Scripture Anchor: John 21:1–19
Peter’s fracture is painfully public: three denials, in the dark, near a charcoal fire. If you’ve ever failed in the moment you most wanted to be faithful, you understand Peter’s kind of break. It isn’t only sin; it’s disillusionment with yourself.
Then comes John 21. After the resurrection, Jesus meets the disciples by the sea. There’s another charcoal fire—an intentional echo. Jesus recreates the emotional setting of Peter’s failure, not to shame him, but to heal him.
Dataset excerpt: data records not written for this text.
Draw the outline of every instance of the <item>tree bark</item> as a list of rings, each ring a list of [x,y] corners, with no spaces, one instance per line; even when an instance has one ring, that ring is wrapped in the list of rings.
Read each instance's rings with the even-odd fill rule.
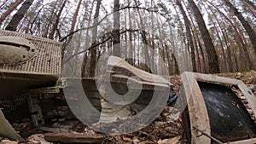
[[[4,6],[9,0],[5,0],[1,5],[0,5],[0,9],[2,9],[3,6]]]
[[[219,67],[218,55],[202,14],[193,0],[188,0],[188,2],[192,8],[202,39],[204,41],[205,48],[208,56],[209,72],[218,73]]]
[[[70,31],[69,32],[73,32],[73,30],[74,30],[74,27],[76,26],[76,22],[77,22],[77,18],[78,18],[78,15],[79,15],[79,9],[80,9],[80,6],[81,6],[81,3],[82,3],[82,0],[79,0],[79,3],[78,3],[78,6],[77,6],[77,9],[76,9],[76,11],[73,14],[73,20],[72,20],[72,23],[71,23],[71,27],[70,27]],[[68,38],[68,42],[73,38],[73,35],[71,35]]]
[[[61,13],[64,9],[64,7],[65,7],[67,2],[67,0],[64,0],[63,3],[62,3],[62,5],[61,5],[61,7],[59,10],[59,13],[58,13],[57,17],[56,17],[56,20],[54,23],[54,25],[52,26],[52,29],[50,31],[50,33],[49,35],[49,39],[54,39],[55,33],[55,32],[57,31],[57,28],[58,28],[58,25],[59,25],[59,22],[60,22],[60,18],[61,18]]]
[[[196,72],[196,63],[195,63],[195,47],[194,47],[194,43],[193,43],[193,38],[192,38],[192,34],[190,31],[190,21],[188,19],[188,16],[181,4],[180,0],[177,0],[177,4],[182,12],[182,14],[184,19],[184,23],[185,23],[185,27],[186,27],[186,33],[187,33],[187,39],[189,42],[189,48],[190,48],[190,56],[191,56],[191,61],[192,61],[192,68],[193,72]]]
[[[24,17],[25,14],[28,10],[29,7],[32,4],[34,0],[26,0],[23,3],[22,6],[20,9],[16,12],[16,14],[13,16],[11,21],[6,26],[5,30],[9,31],[16,31],[17,26],[22,18]]]
[[[23,1],[24,0],[17,0],[2,14],[0,17],[0,25]]]
[[[254,50],[254,54],[256,55],[256,32],[252,28],[252,26],[249,25],[249,23],[243,18],[241,14],[238,11],[236,8],[229,1],[229,0],[223,0],[225,4],[230,8],[230,9],[234,13],[234,14],[237,17],[237,19],[241,23],[242,26],[246,30],[247,33],[249,36],[249,38],[251,40],[251,43],[253,44],[253,48]]]
[[[98,17],[99,17],[99,14],[100,14],[100,7],[102,4],[102,0],[97,0],[97,5],[96,5],[96,9],[95,10],[95,14],[94,14],[94,20],[93,20],[93,26],[96,26],[98,23]],[[92,37],[91,37],[91,42],[92,44],[91,46],[95,45],[97,43],[97,31],[98,31],[98,27],[95,26],[93,27],[92,30]],[[90,77],[95,77],[95,68],[96,68],[96,53],[97,53],[97,47],[93,48],[90,49]]]
[[[119,9],[119,0],[114,0],[113,2],[113,55],[121,57],[121,48],[120,48],[120,14]]]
That is Kintsugi-level mercy: God doesn’t avoid the crack; He returns to it with gold.
Three times Jesus asks, “Do you love Me?” It’s not redundancy—it’s repair. A careful rejoining. And then Jesus gives Peter purpose: “Feed My sheep.” Notice the order. Jesus restores relationship before assigning responsibility. He doesn’t say, “Earn your way back into usefulness.” He says, “Be with Me—and from that love, serve.”
Peter also goes back to fishing, as if returning to an old identity. Yet Jesus meets him there. The miracle of the abundant catch is a gentle reminder: “I’m still the One who calls you. Your failure didn’t cancel My voice.” When Jesus later tells Peter about the future, it’s not punishment; it’s belonging—Peter will follow all the way, but this time with grace rather than bravado.
Kintsugi sometimes uses gold to highlight seams that would otherwise be weak points. In the same way, Peter’s restored weakness becomes his strength. The man who once boasted becomes a shepherd. The one who collapsed becomes compassionate. God doesn’t waste the place you broke; He can shape it into the place you lead from.
Practice
Name one failure you keep replaying. Ask Jesus: “How do You want to meet me at this charcoal fire?” Then listen—without rushing.